In an era of broad budgetary restraint, this not unreasonable outcome reflects commitments given by Australia in order to secure its seat on the UN Security Council last October. It also reflects a shift away from the “hard power” of Defence, with the Iraq war drifting into history, Timor-Leste no longer active, Solomons concluding and Afghanistan looking to an end. The security emphasis now is on “soft” and “secret” power, with diplomacy drifting.

In order not to further alienate Labor’s Left, the government has capped aid funds allocated to housing asylum seekers at 7% of the aid budget, at $375 million. Australia’s commitment to the UN’s millennium development goal of 0.5% of gross national income by 2015 has now been “deferred” to 2016-17. This target will now require an extra — and improbable — $1 billion a year for the next four years.

Of the more aspirational commitment to the OECD’s 2002 Monterey Agreement to allocate 0.7% of GDP to foreign aid by 2015, only Sweden, Norway, Denmark and the Netherlands have met that goal. Australia is outside the top 10 OECD aid providers by GDP. There is, however, some small comfort in still being well ahead of Japan and the United States.

Australia’s aid recipients are unlikely to protest about the deferral of intended aid increases. Indonesia — Australia’s largest aid recipient — does not care too much about Australian aid in any case. For some in Indonesia, Australian aid is viewed through a paranoid lens as a mechanism for some vague ulterior agenda. From Australia’s perspective, aid simply helps secure a seat at Indonesia’s diplomatic table.

Papua New Guinea is more concerned about Australian aid, mostly because it so poorly manages its domestic budget and needs all the help it can get. Some less critical Australian aid programs to Timor-Leste have been deferred, which otherwise remains high on Australia’s aid priority list.

Tightening has hurt Australian diplomacy through funding of Australia’s embassies. DFAT’s departmental appropriations have survived this budget with a minor spending increase of $43 million to just under $1.5 billion. But this will come as cold comfort to many Australian diplomats, given the reduction in spending over recent years.

Australia’s two new African embassies, in Dakar and Senegal, announced in the last budget, will be further funded by closing the embassy in Budapest. Given the critical role of exports, the Australian Trade Commission will have to do more with a little less, its budget down $13 million to $319 million.
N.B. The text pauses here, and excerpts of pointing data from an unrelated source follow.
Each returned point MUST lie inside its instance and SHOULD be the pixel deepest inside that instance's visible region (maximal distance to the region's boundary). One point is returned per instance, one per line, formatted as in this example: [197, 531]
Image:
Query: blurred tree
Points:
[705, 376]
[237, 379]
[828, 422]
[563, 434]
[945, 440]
Defence has, as was earlier known, taken a hit, losing just over $2 billion to $22 billion, reflecting Australia’s shifting security focus. That less visible branch of Australian security, the Australian Secret Intelligence Service, received another healthy budget increase, of more than 11.7%, from $211 million to almost $248 million. It is, it seems, a good time to be a spy.

*Professor Damien Kingsbury is director of the Centre for Citizenship, Development and Human Rights at Deakin University. He is co-author of International Development: Issues and Challenges (Palgrave, 2nd ed. 2012) and editor of Critical Reflections on Development (Palgrave 2013).